The latent reservoir of inducible, infectious HIV-1 does not decrease despite decades of antiretroviral therapy
HIV-1 persists in a latent reservoir in resting CD4+ T cells despite antiretroviral therapy (ART). The reservoir decays slowly over the first 7 years of ART (t1/2 = 44 months). However, whether decay continues with long-term ART is unclear. Recent integration site studies indicate gradual selection against inducible, intact proviruses, raising speculation that decades of ART might allow treatment interruption without viral rebound. Therefore, we measured the reservoir in 42 people on long-term ART (mean 22 years) using a quantitative viral outgrowth assay. After 7 years of ART, there was no long-term decrease in the frequency of inducible, replication-competent proviruses but rather an increase with an estimated doubling time of 23 years. Another reservoir assay, the intact proviral DNA assay, confirmed that reservoir decay with t1/2 of 44 months did not continue with long-term ART. The lack of decay reflected proliferation of infected cells.

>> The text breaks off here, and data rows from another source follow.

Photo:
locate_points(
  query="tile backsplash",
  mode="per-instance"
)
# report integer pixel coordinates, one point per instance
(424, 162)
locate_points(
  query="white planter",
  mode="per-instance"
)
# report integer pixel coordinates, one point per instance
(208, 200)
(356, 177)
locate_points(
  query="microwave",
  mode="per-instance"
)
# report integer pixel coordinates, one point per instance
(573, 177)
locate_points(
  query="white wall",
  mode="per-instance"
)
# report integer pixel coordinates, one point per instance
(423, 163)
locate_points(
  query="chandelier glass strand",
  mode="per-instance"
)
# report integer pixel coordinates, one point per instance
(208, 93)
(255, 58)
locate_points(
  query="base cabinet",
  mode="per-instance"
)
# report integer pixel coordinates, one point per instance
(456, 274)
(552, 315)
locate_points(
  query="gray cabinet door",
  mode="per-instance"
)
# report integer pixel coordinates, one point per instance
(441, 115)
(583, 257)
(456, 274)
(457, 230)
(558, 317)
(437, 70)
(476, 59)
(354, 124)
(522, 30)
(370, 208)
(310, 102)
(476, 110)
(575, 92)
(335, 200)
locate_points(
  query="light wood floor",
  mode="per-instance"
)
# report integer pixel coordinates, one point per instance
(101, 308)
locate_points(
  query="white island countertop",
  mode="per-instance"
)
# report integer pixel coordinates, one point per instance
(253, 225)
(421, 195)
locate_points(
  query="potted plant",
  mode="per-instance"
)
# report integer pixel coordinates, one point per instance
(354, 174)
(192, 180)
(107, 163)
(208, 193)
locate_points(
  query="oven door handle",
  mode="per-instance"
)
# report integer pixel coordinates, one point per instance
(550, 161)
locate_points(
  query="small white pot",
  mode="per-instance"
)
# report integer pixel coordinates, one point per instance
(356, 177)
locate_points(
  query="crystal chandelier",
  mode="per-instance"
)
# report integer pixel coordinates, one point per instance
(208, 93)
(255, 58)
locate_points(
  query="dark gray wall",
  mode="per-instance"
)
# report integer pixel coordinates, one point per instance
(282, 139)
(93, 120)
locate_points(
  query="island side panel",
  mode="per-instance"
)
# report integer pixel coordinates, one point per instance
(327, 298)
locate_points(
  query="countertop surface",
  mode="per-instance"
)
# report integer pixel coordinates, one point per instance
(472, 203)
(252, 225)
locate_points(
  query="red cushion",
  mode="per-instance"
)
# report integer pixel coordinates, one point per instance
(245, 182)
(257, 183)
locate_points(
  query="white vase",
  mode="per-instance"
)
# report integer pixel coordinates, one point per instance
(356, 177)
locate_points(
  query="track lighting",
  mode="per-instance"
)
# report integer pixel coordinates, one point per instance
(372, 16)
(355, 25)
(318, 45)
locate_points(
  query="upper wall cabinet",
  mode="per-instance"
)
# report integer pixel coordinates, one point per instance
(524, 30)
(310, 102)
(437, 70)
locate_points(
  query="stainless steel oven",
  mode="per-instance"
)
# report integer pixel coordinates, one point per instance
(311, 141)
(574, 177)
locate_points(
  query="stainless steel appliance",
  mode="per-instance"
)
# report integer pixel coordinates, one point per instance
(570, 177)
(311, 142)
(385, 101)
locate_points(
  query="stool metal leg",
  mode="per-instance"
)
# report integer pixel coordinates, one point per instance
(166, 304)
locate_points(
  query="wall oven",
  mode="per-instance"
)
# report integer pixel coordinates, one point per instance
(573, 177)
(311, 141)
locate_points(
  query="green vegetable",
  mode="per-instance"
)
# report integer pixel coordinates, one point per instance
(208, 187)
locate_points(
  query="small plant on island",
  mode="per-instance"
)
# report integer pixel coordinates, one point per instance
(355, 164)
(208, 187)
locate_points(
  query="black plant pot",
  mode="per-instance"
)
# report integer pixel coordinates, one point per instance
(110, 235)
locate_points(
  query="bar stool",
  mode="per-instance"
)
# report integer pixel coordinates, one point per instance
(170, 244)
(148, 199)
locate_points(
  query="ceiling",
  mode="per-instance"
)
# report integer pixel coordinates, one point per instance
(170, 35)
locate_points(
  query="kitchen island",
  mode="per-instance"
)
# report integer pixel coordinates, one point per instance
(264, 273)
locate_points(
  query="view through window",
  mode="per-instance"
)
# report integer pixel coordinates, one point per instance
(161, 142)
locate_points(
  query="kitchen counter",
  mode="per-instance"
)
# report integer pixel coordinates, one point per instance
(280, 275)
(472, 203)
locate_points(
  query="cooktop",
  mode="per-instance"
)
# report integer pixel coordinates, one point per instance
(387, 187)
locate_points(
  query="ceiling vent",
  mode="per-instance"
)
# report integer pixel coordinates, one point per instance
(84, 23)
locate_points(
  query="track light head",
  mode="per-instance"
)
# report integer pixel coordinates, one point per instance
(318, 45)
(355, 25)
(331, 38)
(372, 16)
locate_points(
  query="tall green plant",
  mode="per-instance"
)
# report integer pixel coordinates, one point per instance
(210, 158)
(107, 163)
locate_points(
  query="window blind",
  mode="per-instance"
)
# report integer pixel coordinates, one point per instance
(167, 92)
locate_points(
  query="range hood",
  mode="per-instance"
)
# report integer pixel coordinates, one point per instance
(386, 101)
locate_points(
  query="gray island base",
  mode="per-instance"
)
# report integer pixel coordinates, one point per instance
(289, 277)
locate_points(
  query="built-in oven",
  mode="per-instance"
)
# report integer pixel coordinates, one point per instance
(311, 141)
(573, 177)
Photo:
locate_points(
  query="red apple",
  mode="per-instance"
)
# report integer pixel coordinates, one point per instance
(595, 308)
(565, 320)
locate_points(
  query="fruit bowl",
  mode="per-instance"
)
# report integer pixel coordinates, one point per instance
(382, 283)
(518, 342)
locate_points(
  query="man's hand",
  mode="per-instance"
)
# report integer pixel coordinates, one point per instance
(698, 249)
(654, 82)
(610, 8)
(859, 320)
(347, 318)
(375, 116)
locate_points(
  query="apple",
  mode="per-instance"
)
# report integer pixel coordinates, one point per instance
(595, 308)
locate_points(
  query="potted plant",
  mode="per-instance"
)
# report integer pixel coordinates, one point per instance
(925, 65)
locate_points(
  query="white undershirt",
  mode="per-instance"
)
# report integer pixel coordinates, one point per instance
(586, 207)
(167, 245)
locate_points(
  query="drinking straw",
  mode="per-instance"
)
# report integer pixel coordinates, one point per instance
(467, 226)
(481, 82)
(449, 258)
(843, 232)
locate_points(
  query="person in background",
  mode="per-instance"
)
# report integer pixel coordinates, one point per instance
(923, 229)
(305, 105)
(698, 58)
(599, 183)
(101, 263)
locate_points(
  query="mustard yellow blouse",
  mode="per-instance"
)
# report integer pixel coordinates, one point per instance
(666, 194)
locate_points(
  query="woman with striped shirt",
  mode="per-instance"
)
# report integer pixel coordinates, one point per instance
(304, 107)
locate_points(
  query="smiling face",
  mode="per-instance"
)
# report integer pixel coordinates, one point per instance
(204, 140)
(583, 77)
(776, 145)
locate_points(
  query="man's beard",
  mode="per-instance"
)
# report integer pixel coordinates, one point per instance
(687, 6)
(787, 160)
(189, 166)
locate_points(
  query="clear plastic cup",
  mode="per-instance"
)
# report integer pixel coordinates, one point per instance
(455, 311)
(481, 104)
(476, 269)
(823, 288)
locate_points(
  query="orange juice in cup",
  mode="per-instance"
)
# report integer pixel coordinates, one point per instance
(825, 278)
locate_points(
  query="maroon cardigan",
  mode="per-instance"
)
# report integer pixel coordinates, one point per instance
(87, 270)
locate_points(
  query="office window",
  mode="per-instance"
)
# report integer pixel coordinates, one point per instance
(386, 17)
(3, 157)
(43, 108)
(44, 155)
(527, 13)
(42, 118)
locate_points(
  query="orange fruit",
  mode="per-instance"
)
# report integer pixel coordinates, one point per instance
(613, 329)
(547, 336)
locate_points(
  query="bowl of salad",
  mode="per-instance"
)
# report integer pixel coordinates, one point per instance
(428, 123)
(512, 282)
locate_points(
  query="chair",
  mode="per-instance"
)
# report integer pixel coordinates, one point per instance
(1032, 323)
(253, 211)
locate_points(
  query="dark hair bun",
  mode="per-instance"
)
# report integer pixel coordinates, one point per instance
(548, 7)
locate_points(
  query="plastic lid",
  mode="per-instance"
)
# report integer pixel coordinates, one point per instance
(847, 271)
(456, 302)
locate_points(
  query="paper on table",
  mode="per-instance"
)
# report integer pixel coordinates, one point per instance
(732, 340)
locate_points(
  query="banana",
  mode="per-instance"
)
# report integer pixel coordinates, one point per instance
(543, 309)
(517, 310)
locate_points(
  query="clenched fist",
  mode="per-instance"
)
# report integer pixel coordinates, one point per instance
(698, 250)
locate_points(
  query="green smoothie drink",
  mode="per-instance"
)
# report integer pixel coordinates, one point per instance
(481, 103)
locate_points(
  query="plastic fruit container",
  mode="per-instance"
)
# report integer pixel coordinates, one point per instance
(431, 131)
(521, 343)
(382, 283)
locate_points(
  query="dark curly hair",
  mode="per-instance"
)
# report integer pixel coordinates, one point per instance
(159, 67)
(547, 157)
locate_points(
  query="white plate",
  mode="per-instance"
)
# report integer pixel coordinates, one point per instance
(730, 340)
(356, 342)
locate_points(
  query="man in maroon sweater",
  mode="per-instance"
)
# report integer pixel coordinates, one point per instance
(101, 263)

Most inducible, replication-competent viruses (79.8%) had env sequences identical to those of other isolates from the same sample. Thus, although integration site analysis indicates changes in reservoir composition, the proliferation of CD4+ T cells counteracts decay, maintaining the frequency of inducible, replication-competent proviruses at roughly constant levels over the long term. These results reinforce the need for lifelong ART.